Rosenberg, Arthur. A History of Bolshevism: From Marx to the First Five-Year Plan. Chapter 11.
https://www.marxists.org/archive/rosenberg/history-bolshevism/ch11.htm
Tauss, Aaron. “Argentina’s Recuperated Workplaces.” Workerscontrol.net. 2014.
https://www.workerscontrol.net/authors/argentina%E2%80%99s-recuperated-workplaces
Westmoreland, John. “Did Lenin inevitably lead to Stalin?”, Counterfire. 2020
https://www.counterfire.org/article/did-lenin-inevitably-lead-to-stalin
[1] [N. de la trad.] En inglés, ratchet effect. Recurriendo a la imagen de una rueda dentada unida a un eje de manera que esta sólo puede rotar en un único sentido (es decir, un mecanismo de trinquete), la expresión se utiliza metafóricamente para describir procesos —en el caso del texto, políticos— en los que cada acción sucesiva refuerza la tendencia marcada por la primera.
[2] [N. de la trad.] Enmarcada dentro de la problemática general de la relación entre Partido y clase, es una expresión acuñada originalmente por Trotsky en su folleto de 1904, Nuestras tareas políticas, en polémica con las implicaciones prácticas de la concepción de la organización política de la fracción bolchevique del POSDR después de su II Congreso.
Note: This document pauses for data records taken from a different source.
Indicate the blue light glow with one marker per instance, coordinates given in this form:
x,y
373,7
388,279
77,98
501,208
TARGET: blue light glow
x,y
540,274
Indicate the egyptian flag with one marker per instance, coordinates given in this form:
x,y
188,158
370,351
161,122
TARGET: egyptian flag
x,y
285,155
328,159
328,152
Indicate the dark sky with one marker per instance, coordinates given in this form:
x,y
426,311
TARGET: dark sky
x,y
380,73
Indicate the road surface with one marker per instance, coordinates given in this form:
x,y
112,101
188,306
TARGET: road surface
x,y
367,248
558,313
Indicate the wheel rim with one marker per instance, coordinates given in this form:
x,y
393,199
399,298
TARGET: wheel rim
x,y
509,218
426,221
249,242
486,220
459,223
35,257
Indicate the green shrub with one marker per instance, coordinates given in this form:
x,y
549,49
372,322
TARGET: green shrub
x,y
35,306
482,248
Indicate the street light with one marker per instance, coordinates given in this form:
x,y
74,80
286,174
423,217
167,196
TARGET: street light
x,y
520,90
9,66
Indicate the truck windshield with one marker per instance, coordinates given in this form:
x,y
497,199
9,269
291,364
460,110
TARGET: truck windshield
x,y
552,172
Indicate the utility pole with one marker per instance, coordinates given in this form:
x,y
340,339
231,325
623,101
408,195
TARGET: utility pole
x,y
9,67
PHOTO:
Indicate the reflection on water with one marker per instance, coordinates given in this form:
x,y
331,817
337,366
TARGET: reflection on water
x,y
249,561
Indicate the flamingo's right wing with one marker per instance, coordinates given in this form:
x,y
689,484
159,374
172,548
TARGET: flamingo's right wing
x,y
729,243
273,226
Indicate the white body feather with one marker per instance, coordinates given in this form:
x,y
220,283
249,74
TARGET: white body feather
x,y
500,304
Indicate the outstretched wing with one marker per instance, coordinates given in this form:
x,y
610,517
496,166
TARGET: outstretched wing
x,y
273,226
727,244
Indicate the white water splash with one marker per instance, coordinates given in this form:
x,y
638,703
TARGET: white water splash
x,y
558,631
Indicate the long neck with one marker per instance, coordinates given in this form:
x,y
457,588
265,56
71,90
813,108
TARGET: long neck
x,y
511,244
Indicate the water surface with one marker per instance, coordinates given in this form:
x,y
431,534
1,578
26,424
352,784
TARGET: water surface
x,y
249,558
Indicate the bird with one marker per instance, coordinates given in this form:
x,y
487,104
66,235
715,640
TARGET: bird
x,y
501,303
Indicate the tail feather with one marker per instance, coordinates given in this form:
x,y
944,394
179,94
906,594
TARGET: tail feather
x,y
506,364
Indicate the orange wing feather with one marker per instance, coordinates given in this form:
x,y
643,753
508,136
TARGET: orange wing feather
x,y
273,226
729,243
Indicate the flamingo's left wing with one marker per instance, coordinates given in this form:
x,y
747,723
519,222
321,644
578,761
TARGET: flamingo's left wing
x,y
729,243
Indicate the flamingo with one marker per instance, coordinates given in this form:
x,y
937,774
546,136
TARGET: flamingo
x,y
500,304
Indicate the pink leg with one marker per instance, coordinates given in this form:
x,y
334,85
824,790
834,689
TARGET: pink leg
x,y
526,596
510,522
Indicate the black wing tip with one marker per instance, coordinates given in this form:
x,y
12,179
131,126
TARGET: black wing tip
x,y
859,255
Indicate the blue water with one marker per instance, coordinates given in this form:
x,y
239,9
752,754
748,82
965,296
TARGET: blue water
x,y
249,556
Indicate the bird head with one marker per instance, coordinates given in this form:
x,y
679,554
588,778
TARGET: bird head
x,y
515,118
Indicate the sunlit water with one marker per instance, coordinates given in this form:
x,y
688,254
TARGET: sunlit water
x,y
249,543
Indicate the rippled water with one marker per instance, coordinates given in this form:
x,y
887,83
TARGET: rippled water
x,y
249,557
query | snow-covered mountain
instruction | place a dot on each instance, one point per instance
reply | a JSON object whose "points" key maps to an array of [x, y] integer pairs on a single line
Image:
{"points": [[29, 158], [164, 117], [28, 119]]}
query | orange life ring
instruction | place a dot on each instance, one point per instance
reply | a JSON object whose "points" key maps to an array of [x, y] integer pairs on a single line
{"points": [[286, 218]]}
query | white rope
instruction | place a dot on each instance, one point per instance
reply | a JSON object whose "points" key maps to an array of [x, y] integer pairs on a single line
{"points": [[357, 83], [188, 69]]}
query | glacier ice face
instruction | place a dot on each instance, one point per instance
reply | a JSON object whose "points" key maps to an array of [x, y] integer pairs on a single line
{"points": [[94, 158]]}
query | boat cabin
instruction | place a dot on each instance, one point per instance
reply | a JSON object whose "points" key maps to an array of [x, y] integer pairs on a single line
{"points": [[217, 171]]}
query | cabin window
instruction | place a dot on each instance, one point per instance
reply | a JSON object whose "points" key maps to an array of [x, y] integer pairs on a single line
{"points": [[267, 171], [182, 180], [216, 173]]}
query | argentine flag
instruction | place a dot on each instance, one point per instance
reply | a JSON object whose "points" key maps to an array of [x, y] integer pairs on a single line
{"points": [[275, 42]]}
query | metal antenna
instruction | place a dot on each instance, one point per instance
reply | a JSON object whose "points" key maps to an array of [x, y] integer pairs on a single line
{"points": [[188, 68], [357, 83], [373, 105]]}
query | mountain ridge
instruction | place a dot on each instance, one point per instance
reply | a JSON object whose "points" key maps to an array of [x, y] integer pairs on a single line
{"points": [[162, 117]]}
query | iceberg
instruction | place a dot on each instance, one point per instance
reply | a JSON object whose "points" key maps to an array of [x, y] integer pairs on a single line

Hace referencia al peligro de que, a la interna del Partido, «la organización del partido [sustituya] al partido, [el] comité central […] a la organización del partido y, finalmente, [el] dictador […] al comité central»; y, a la externa, «estos métodos se manifiestan en las tentativas para hacer presión sobre las otras organizaciones sociales utilizando la fuerza abstracta de los intereses de clase del proletariado y no la fuerza real del proletariado consciente de sus intereses de clase». Para una formulación actualizada de esta acusación desde el trotskismo más reciente, léase esta conferencia de 1960 de Tony Cliff sobre el tema.